Results and Conclusion: Out of 119 ACLR using QT-A, 70 (58.8%) patients were excluded due to additional surgical interventions, arthrosis or previous ACLR. Four (3.4%) patients were lost to FU. Finally 45 QT-A patients were matched to 45 HT-A patients (n=90). The mean FU was 78.9±13.6 months. 18 subjects (20.0%; QT: n=8, 17.8%; HT: n=10, 22.2%; p=.60) sustained a graft rupture and 17 patients (18.8%; QT: n=9, 20.0%; HT: n=8 , 17.8%; p=.79) suffered a contralateral ACL injury. The mean side-to-side difference (SSD) in ap-translation was 1.9±1.2mm for the QT-A and 2.1±1.5mm for the HT-A (p=.77). The objective IKDC grade between the QT- and HT-group revealed a grade "A" in 76.9% and 57.1% (p=.12), and a grade "B" in 23.1% and 39.3% patients (p=.20), respectively.
No statistical differences were found in the subjective IKDC- (QT: 93.8±6.7, HT: 91.2±7.7, p=.17), Lysholm- (QT: 91.9±7.2, HT: 91.5±9.7, p=.84) or any of the five subscales of the KOOS score (all p>.05). Furthermore, TAL (QT: 5.6±1.7, HT: 5.3±1.4, p=.64), VAS for pain (QT: 0.5±0.9, HT: 0.6±1.0, p=.61), SH- (QT: 96.4±5.5, HT: 92.1±18.9, p=.24), POSAS score (QT: 9.4±3.2, HT: 10.6± 4.9, p=.25) and DTC (injured vs. uninjured: QT: 0.5±0.5, HT: 0.5±0.6, p=.97) were not significantly different between both groups.

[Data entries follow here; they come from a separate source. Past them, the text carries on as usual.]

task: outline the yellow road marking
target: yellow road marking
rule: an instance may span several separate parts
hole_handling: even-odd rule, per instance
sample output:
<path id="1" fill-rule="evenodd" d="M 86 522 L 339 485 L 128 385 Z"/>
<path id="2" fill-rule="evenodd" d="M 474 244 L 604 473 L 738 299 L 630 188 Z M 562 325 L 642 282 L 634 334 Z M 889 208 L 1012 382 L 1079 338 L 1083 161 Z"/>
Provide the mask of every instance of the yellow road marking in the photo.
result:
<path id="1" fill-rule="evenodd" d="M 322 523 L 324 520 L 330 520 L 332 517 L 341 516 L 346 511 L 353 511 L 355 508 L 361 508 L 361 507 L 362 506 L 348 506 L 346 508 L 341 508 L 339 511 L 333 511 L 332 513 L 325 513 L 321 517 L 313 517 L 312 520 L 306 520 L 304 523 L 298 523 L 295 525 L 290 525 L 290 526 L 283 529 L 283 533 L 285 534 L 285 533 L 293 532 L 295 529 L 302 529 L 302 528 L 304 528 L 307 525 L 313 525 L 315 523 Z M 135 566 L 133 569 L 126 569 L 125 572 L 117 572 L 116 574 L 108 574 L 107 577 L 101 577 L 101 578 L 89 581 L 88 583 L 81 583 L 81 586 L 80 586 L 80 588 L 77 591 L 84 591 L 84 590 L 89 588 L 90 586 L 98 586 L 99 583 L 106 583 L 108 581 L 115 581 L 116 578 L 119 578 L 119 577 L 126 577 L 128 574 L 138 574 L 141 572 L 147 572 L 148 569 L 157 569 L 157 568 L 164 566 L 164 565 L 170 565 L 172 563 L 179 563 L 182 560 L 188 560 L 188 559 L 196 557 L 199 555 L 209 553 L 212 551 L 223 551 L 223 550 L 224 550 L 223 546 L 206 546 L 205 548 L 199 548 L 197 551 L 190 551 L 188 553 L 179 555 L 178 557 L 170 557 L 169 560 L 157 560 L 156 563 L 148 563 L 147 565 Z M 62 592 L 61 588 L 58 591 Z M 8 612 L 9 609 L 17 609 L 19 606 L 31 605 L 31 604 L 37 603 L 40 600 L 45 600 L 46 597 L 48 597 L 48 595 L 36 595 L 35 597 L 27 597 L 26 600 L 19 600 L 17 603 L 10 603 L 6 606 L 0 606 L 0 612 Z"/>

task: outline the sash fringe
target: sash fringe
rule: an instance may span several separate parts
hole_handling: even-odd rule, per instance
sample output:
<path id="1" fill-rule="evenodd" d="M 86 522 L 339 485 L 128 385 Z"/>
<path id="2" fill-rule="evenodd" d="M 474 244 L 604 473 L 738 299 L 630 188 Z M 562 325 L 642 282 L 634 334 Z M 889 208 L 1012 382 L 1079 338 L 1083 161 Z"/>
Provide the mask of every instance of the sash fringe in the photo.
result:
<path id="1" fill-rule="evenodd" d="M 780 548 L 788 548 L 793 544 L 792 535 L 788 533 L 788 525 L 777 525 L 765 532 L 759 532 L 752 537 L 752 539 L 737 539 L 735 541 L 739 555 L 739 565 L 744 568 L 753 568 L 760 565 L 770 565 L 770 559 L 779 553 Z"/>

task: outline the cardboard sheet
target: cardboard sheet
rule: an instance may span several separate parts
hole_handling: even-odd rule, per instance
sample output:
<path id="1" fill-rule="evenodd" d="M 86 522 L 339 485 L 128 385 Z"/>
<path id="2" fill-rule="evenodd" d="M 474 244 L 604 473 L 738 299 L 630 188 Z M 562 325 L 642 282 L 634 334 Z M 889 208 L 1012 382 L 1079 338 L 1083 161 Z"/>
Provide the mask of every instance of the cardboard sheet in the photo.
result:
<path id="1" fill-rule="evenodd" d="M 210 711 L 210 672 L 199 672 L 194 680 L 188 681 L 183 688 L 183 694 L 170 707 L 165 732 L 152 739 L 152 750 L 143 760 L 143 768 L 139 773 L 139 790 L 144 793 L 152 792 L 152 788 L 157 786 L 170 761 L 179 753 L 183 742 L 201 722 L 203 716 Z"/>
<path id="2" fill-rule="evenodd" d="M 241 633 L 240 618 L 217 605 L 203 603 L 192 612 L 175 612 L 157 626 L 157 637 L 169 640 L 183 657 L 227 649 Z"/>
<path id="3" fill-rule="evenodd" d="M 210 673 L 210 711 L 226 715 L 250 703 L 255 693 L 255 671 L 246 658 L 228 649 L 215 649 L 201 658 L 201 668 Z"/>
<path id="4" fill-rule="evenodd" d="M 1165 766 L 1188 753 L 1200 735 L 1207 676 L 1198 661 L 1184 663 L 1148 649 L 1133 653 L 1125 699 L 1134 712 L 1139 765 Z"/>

Significantly more patients in the HT-group (n=14, 46.7%) reported persisting sensory deficits at the proximal lower leg (QT: n=3, 11.5%; p=.004) with a mean area of deficit of 114.3cm2 (QT: 40.4 cm2, p= 0.07).
Five (17.6%) patients in the HT group and one (5.6%) in the QT group had a side-to-side difference greater than 10% in the SLHT (p=.18).
The use of QT-A in isolated, primary ACLR leads to equal clinical, functional and patient-reported outcomes when compared to HT-A. About every fifth patients sustains a subsequent ipsi- or contralateral ACL injury at medium-term FU. Patients treated with HT-A have an increased incidence of donor site morbidity at the lower leg.